A Research Study in People With Type 2 Diabetes to Compare Two Types of Insulin: Insulin 287 and Insulin Glargine

Study Description

Brief Summary

This study compares insulin 287 (a possible new medicine) to insulin glargine (a medicine doctors can already prescribe) in people with type 2 diabetes. Different ways of switching from the insulin which the participants are already on to insulin 287 are also compared. This is done to find the best way to switch to insulin 287. The participants will either get insulin 287 that they will have to inject once a week or insulin glargine that they will have to inject once a day. Which treatment any participant gets is decided by chance. The study will last for about 5 months (23 weeks). The participants will have 14 clinic visits and 6 phone calls with the study doctor. At 3 of the clinic visits participants will be asked not to eat or drink anything (except for water) in the last 8 hours before the visit. During the study, the doctor will ask the participants to: 1) measure their blood sugar every day with a blood sugar meter using a finger prick; 2) write down different information in a diary daily and return this to their study doctor. 3) wear a medical device (sensor) that measures the participants blood sugar all the time for 18 weeks (about 4 months) during the study.

Study Design

Outcome Measures

Primary Outcome Measures

1. Percentage of Time in Target Range 3.9-10.0 mmol/L (70-180 Milligrams Per Deciliter (mg/dL)) Measured Using CGM (Continuous Glucose Monitoring) [During the last 2 weeks of treatment (week 15 and 16)]

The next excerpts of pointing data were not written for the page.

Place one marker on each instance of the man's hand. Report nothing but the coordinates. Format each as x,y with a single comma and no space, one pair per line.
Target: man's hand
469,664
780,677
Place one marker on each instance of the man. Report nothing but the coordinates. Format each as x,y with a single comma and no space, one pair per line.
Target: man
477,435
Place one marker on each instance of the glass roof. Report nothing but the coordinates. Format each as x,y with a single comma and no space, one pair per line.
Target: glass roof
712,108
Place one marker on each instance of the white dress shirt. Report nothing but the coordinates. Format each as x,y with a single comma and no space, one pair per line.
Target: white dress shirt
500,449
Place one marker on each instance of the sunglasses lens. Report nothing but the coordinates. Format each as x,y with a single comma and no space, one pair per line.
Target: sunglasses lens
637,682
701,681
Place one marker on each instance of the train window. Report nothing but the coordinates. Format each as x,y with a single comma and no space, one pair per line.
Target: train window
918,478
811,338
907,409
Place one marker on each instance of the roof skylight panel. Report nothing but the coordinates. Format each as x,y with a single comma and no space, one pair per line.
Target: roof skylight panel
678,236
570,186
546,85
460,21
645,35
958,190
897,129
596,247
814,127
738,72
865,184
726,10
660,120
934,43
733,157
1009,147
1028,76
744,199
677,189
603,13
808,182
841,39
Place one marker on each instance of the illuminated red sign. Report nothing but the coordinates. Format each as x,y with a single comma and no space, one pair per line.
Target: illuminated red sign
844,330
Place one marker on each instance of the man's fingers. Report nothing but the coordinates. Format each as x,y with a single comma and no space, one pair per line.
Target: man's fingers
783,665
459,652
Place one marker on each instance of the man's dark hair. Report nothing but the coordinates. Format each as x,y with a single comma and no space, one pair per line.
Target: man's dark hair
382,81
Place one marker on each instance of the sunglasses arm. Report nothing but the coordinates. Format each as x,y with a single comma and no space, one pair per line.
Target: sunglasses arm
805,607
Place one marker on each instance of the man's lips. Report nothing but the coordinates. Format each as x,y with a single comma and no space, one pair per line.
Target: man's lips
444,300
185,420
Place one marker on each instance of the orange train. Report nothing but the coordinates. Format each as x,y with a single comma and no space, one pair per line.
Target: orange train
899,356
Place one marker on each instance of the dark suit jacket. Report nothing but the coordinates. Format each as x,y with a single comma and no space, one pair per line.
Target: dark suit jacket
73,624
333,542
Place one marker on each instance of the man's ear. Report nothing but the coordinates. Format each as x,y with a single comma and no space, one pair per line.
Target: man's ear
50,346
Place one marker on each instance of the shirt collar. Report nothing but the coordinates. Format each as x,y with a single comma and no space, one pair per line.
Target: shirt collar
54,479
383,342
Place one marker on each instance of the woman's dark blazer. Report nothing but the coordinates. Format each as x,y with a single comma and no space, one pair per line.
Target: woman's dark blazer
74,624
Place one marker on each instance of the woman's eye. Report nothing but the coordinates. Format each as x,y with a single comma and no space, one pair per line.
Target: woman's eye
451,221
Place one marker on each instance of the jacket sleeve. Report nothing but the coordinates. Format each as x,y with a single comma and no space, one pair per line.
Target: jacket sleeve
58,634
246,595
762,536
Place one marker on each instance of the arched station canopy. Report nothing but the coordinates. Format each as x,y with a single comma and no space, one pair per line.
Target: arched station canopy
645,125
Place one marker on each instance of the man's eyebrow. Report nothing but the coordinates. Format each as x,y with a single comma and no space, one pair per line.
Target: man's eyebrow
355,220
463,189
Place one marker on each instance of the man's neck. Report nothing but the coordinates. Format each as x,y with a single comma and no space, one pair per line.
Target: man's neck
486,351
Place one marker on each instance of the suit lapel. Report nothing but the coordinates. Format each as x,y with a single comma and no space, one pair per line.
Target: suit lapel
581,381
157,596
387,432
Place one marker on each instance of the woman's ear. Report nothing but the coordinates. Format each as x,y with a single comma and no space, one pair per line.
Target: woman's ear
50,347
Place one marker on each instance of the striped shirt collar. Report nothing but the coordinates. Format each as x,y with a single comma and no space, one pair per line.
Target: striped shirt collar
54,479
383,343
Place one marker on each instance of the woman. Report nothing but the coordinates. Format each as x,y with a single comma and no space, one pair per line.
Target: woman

   The percentage of time spent in glycaemic target range was calculated as 100 times the number of recorded measurements in glycaemic target range 3.9-10.0 mmol/L (70-180 mg/dL), both inclusive divided by the total number of recorded measurements. The endpoint was evaluated based on the data from the on-treatment without rescue medication observation period, which was the time period when a participant was on treatment with trial product, excluding any period after initiation of a non-randomised insulin treatment (rescue medication).

Secondary Outcome Measures

1. Change in Glycosylated Haemoglobin (HbA1c) [From baseline week 0 (V2) to week 16 (V18)]

   Estimated mean change from baseline (week 0) in HbA1c at week 16 is presented. The endpoint was evaluated based on the data from the on-treatment without rescue medication observation period, which was the time period when a participant was on treatment with trial product, excluding any period after initiation of a non-randomised insulin treatment (rescue medication).

2. Change in Fasting Plasma Glucose (FPG) [From baseline week 0 (V2) to week 16 (V18)]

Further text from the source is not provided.